Where it makes the most sense is in an enterprise environment where you actually need Windows, but need to keep users from running software that isn’t trusted. And, even then, I’d expect them to set up even more restrictions.

UAC is a different beast. It was designed primarily for security and the trade off is small. The idea was that it would be more convenient than running as a limited user, but give a lot (but not all) of the same security. The only reason I think anyone wanted to turn it off is that it was one of several things about Windows Vista early on that people found frustrating. Microsoft heard the outcry and made it less annoying from Windows 7 on, by letting its own signed programs bypass the prompt for routine actions.

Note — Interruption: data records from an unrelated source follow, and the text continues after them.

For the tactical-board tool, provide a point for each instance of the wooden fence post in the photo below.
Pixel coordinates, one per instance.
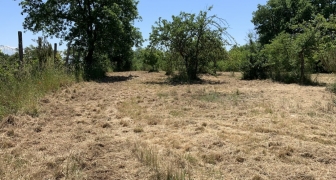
(20, 48)
(67, 56)
(55, 52)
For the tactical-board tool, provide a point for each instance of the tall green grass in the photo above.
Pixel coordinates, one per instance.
(22, 94)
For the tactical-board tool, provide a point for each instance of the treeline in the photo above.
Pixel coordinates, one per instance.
(293, 39)
(22, 83)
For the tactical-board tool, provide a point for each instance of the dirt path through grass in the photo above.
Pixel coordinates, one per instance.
(136, 126)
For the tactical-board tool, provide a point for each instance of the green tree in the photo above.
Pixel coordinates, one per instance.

Finally, the idea that I don’t know what I want or need to do with my computer doesn’t make sense to me. I may not know what I can do, and may find a way I can do it in S mode. But I know what I bought the computer to be able to do. If I wanted something as restricted as S mode, I’d have gone with a tablet or Chromebook. Google is a lot better about allowing competing apps in its stores, and most UWP apps are just glorified tablet/phone apps anyways.

If you want a security-minded version of Windows, you’re better to wait and look into Windows 10X, which tries to restrict as little as possible. Microsoft wouldn’t be working on that upcoming OS if S mode were good enough.